Leftover halfamoon prompts

Feb 16, 2010 16:57

Still working my way through, however belatedly. At least they're a distraction from my crushing workload.


haphazardmethod 
Veronica Mars and a quote by Bob Hope

Most agents spend their careers without firing their guns except at the range. That’s what they tell all the cadets. That’s what she sees in the files of her fellow agents (like she wasn’t going to look). That’s what her boss tells her when he sends her to counseling. Mandatory, standard, he says, except that it isn’t standard to shoot a suspect, much less kill one, and she doesn’t know whether they don’t notice the contradiction or don’t expect her to notice.

Veronica’s read all the books, and she says the right words in the right order. It happened really fast. I sleep okay. I don’t think I could have done it differently. She doesn’t quite know if the counselor buys it, but she’s back on duty after the mandatory (not-so-)standard period and so she can’t have tripped too many alarms. Or maybe it’s just that she always gets her man/woman/alpaca (they’re still talking about that case, which is just how she likes it; Veronica Mars is a brand, and she needs the other agents to be in awe of her if she doesn’t want them to see only a little blonde with a badge).

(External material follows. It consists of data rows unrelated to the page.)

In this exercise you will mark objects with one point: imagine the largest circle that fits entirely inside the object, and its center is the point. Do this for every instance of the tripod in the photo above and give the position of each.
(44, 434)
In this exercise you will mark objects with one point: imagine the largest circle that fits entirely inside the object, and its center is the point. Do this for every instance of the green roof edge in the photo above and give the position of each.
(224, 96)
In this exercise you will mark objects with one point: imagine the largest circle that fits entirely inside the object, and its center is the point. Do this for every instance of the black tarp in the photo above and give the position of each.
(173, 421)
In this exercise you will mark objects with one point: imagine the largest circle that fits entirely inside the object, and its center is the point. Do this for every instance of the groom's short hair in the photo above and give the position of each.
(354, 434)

Logan calls the second week. He doesn’t talk about the death and she doesn’t bring it up. He says he’s coming to town and, when she doesn’t respond, mans up enough to ask if she wants to get together.

“I don’t think that would be a good idea,” she says.

Actually, she thinks it would be an amazing idea. Face to face (or, well, in other positions) they’d reenact everything that ever worked between them. For the first couple of days at least she’d be able to forget everything that never did. What’s maybe worst is that she wouldn’t be using Logan to push aside the memory of Randolph Moore’s face as he fell.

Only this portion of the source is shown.